Tears of the transversalis fascia and protrusion of peritoneal fat and nerve compression
The athlete’s history helps us to decide between a conservative and surgical treatment. The acute onset of symptoms suggests a conservative approach with anti-inflammatory therapy and rest. The specific physiotherapy required to redress the balance between the abdominal muscles, rectum and external oblique, internal and transverse and the most powerful adductor muscles will have to continue for a period of 8–12 weeks, depending on the severity of injury. The difference in the competitive level will have to be considered in choosing treatment. After 12 weeks, if there are still conditions for not playing a match, surgical treatment is called for. Although symptoms mainly refer to one side, it is preferable to operate on both sides in order to restore fair distribution of lines of force.
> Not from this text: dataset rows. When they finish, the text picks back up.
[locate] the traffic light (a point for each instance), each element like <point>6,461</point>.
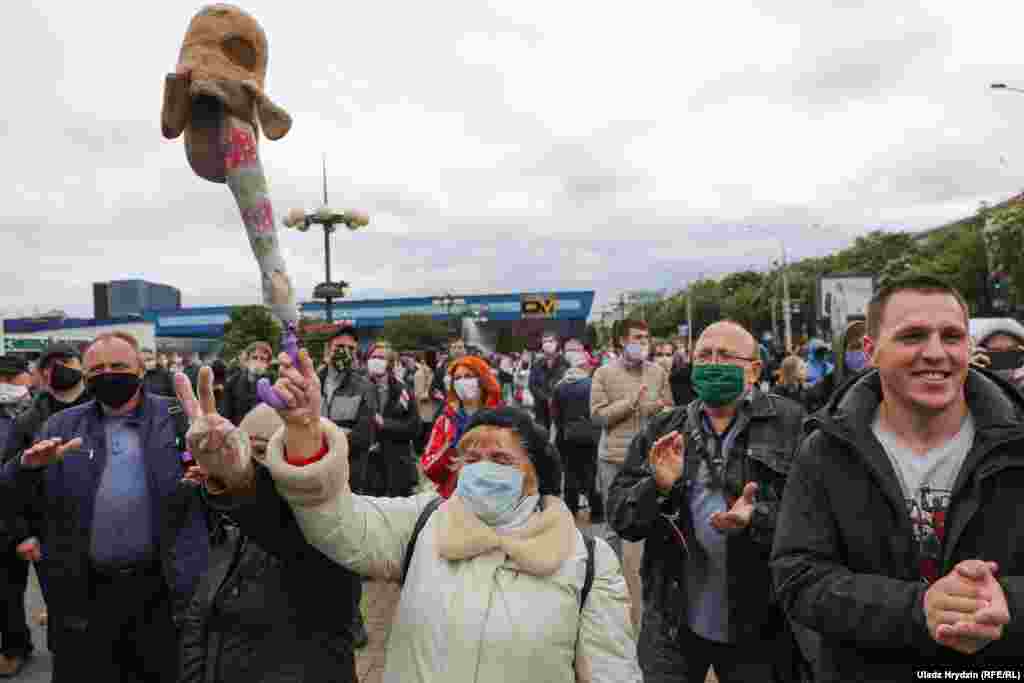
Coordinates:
<point>998,287</point>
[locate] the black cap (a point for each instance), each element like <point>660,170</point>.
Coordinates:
<point>11,365</point>
<point>535,437</point>
<point>64,351</point>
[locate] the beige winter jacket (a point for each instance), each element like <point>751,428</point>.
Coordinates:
<point>475,607</point>
<point>611,403</point>
<point>426,406</point>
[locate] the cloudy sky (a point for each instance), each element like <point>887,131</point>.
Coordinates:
<point>517,145</point>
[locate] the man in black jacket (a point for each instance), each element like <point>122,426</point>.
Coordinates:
<point>545,374</point>
<point>60,370</point>
<point>240,390</point>
<point>701,485</point>
<point>125,540</point>
<point>349,399</point>
<point>904,492</point>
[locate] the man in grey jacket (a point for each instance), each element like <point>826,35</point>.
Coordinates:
<point>349,400</point>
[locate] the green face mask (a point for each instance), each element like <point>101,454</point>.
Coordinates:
<point>718,384</point>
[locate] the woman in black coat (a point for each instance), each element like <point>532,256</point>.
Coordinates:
<point>258,615</point>
<point>392,466</point>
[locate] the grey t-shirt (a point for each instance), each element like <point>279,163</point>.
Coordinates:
<point>928,481</point>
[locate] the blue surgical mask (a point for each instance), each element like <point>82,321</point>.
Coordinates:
<point>491,491</point>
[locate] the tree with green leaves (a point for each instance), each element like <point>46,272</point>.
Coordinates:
<point>415,332</point>
<point>249,324</point>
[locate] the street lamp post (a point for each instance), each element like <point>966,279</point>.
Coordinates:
<point>330,219</point>
<point>1004,86</point>
<point>449,302</point>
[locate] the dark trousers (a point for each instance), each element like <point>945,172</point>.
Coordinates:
<point>129,637</point>
<point>15,638</point>
<point>580,464</point>
<point>682,656</point>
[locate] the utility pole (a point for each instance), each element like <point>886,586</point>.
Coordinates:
<point>689,322</point>
<point>786,306</point>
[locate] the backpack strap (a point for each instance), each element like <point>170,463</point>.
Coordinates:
<point>588,582</point>
<point>421,521</point>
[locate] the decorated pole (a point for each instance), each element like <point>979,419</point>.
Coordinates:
<point>216,97</point>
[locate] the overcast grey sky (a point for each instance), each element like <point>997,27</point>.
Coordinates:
<point>511,145</point>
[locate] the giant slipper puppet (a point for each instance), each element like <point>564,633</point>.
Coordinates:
<point>216,96</point>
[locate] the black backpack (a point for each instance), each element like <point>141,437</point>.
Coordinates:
<point>588,541</point>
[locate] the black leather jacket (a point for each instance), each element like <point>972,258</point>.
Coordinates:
<point>762,454</point>
<point>271,608</point>
<point>845,559</point>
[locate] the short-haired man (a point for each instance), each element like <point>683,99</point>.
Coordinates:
<point>897,538</point>
<point>59,370</point>
<point>14,635</point>
<point>125,538</point>
<point>240,390</point>
<point>349,399</point>
<point>625,394</point>
<point>545,374</point>
<point>700,485</point>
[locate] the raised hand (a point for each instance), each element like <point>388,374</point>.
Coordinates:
<point>667,459</point>
<point>221,450</point>
<point>738,516</point>
<point>47,452</point>
<point>967,608</point>
<point>299,387</point>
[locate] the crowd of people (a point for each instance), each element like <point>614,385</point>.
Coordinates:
<point>824,513</point>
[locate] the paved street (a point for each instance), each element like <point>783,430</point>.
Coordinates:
<point>379,602</point>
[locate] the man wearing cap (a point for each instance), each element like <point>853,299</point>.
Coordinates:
<point>14,636</point>
<point>240,390</point>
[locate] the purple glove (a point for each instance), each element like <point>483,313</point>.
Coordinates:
<point>265,390</point>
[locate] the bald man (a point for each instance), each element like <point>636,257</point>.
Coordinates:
<point>701,485</point>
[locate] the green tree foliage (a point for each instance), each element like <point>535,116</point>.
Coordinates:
<point>956,254</point>
<point>415,332</point>
<point>249,324</point>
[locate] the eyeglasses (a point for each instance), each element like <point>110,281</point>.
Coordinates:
<point>710,355</point>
Surgical techniques proposed in the treatment derive from those used in traditional surgery for hernias [20, 21]. The open techniques with or without the mesh implant (Figs. 12.4 and 12.5) are designed to reconstruct the transversalis fascia, to reduce the angle between conjoint tendon and inguinal ligament and in strengthening the internal inguinal ring (Fig. 12.6). The association of a decompression or neurolysis of ilioinguinal and genitofemoral nerves and more rarely of iliohypogastric nerve depends on their anatomical position in the context of the injury observed. The observation is possible only with open repair techniques.